The nominal voltage of the type of battery that A123 produces are LiFePO4 batteries. The nominal voltage is 3.2 volts, not 3.7(lithium polymer and lithium cobalt have the higher 3.7 and 3.6v nominal, which is a bit higher than what we can use for automotive retrofit). They are fully charged when you bring them to 3.6 volts. They seem to tolerate anything up to about 3.85v but there is no reason to bring them that high. When charged most LiFePO4 settles to 3.4v or a little lower so you will be at about 13.6 when parked. Draw some load for awhile and they are basically around 3.2v for almost the entire discharge, lower is discharging at a heavy amperage. After they are below 3v without much of a load their voltage drops off a cliff quickly. Just for the basic understanding of these cells.
A123 may be a decent option but IMHO, expensive and hard to get.

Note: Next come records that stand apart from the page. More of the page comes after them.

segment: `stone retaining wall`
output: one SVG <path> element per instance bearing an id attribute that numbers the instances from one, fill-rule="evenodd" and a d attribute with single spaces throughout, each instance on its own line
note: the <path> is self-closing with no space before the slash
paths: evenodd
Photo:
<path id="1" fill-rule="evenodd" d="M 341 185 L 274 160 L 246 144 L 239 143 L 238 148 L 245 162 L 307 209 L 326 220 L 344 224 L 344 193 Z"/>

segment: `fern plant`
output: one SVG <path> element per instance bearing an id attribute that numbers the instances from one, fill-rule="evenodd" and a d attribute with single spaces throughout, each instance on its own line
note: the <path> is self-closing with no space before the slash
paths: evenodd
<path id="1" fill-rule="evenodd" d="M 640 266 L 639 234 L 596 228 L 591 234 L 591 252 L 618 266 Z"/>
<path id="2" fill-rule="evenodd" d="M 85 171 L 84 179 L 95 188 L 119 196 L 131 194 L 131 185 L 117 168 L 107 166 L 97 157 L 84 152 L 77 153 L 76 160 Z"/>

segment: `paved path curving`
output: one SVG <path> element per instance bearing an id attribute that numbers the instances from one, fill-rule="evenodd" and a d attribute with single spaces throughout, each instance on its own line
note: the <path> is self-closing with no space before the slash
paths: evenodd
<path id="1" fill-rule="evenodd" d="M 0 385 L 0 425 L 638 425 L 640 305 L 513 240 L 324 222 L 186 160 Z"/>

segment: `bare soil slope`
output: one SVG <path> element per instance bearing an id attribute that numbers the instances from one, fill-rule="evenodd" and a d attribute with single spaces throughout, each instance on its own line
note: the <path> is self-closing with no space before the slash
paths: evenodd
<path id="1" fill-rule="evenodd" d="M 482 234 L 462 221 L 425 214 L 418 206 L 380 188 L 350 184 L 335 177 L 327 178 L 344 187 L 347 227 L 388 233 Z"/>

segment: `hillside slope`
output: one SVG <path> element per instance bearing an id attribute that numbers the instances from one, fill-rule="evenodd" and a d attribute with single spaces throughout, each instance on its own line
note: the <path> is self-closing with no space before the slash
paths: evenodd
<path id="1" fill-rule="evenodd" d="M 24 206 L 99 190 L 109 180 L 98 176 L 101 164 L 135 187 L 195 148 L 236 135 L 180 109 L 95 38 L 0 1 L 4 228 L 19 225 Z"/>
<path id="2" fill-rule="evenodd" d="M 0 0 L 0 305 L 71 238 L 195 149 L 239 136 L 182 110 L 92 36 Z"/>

A better bet would be to get Headway cells, cheaper and 4 of them in series will start pretty much any car or motorcycle. 10Ah each, just parallel them to get the capacity you need. The last I checked I think you can get them for about $18 each so each paralleled 12.8v 10Ah set would be $72 plus shipping. Most of the people selling headway cells have little plastic frames you can buy to hold the cells together along with busbars that can be bought to connect them in the series/parallel configuration you need. Your Focus probably has a 40Ah or 50Ah battery in it.
The tough part about this is to figure out the capacity you need. Do you ever drive across the country or even the state? If so, do you have a plan for that?